The brownies come out a little gooey at first, which you may or may not like. I’m not a fan of gooey brownies, so I let them cool for a while then freeze briefly to set the chocolate. Once set, the brownies are firm and easy to cut.Here’s the recipe. If you have some Teddy Grahams around, they are a nice addition! You may even want to use them instead of the nuts.
Update! The recipe doubles well, so I added some notes on how to double.
Rock Road Loaf Pan Brownies
- 2 tablespoons granulated sugar
- 2 tablespoons brown sugar
- 1 tablespoon unsalted butter
- 1 tablespoon water
- 4 ½ oz chopped semisweet or chips or bittersweet
- 1 large cold egg
- 1/2 teaspoon vanilla extract
- 1/3 cup 1 1/2 oz all-purpose flour
- 1/8 teaspoon baking soda
- 1/8 scant teaspoon salt
- Another 1/2 cup semisweet or bittersweet chocolate chips
- 1 cup marshmallows
- Handful of nuts or Teddy Grahams
- Preheat the oven to 350 degrees F. Line a 9x5 inch loaf pan with foil and grease foil (or use nonstick).

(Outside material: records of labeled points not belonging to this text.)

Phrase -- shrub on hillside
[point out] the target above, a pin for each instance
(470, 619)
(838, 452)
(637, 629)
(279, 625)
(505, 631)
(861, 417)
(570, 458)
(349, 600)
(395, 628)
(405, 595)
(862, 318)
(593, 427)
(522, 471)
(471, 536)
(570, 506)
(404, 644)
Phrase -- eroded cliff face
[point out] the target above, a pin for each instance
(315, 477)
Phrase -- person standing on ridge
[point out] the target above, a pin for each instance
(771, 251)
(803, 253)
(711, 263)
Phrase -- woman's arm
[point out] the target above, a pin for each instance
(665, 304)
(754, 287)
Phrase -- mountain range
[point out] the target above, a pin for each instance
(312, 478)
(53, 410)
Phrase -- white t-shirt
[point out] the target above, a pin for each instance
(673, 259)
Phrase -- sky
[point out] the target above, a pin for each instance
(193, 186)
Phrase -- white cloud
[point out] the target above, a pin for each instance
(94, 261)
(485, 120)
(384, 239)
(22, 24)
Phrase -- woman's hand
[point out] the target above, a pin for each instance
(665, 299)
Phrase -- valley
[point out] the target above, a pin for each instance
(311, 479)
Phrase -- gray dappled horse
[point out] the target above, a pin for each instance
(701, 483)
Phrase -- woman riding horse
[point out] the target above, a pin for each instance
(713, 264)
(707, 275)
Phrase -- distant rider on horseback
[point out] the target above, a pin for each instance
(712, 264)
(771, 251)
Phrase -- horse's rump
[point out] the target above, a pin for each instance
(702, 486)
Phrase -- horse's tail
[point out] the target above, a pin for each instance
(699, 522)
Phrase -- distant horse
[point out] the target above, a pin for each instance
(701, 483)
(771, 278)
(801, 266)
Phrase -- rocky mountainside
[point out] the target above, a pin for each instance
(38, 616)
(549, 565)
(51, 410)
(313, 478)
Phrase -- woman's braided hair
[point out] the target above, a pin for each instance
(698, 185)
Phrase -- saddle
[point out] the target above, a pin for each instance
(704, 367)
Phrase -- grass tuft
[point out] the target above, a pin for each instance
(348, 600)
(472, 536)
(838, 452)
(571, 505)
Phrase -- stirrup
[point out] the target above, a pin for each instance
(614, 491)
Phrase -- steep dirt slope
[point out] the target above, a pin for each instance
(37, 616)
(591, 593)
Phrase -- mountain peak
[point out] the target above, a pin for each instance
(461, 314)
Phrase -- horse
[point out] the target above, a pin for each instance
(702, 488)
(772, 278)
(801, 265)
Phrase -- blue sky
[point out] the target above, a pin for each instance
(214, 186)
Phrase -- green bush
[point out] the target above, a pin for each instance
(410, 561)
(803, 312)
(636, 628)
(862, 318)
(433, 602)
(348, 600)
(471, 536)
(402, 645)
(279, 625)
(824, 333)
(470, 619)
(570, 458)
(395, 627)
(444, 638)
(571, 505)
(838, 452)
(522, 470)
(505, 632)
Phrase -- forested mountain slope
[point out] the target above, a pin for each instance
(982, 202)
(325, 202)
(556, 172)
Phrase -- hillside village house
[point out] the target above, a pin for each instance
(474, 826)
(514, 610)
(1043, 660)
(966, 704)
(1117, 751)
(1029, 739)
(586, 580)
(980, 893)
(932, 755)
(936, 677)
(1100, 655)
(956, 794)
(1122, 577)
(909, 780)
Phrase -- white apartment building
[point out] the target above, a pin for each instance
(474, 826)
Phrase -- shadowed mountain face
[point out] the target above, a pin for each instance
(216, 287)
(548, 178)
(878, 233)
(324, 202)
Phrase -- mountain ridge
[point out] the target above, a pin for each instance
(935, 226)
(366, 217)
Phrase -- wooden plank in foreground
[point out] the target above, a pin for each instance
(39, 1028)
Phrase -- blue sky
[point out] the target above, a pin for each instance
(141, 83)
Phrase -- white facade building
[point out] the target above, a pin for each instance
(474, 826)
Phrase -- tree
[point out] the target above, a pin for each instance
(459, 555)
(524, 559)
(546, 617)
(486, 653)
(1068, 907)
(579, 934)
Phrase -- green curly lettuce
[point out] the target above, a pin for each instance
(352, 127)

- In a microwave-safe mixing bowl, combine both sugars, the butter and water and heat on high for 30 seconds. Stir well, then add chocolate chips and stir until the chips are melted. Microwave for another 15-30 seconds if needed to melt the chips. Stir until chips are melted and smooth. Chocolate will begin to thicken as you stir.
- Whisk to stir the cold egg into the chocolate, then stir in the vanilla until evenly blended, scraping sides of bowl well.
- Stir in the baking soda and salt, then add flour and stir until blended.
- Make sure the mixture isn’t so warm that it will melt the extra chips, then add about ¼ cup of chocolate chips (if desired). Spread evenly in the loaf pan.
- Bake for about 18 minutes on the center rack until brownies appear set.
- Immediately sprinkle marshmallows, chocolate chips and nuts over top of brownies and return to the oven for 3 minutes.
- Allow the brownies to cool for an hour, then chill or freeze long enough to set the chocolate. If you like gooey brownies, skip that step.
- Lift foil from pan and cut into 4 large bars or 8 squares.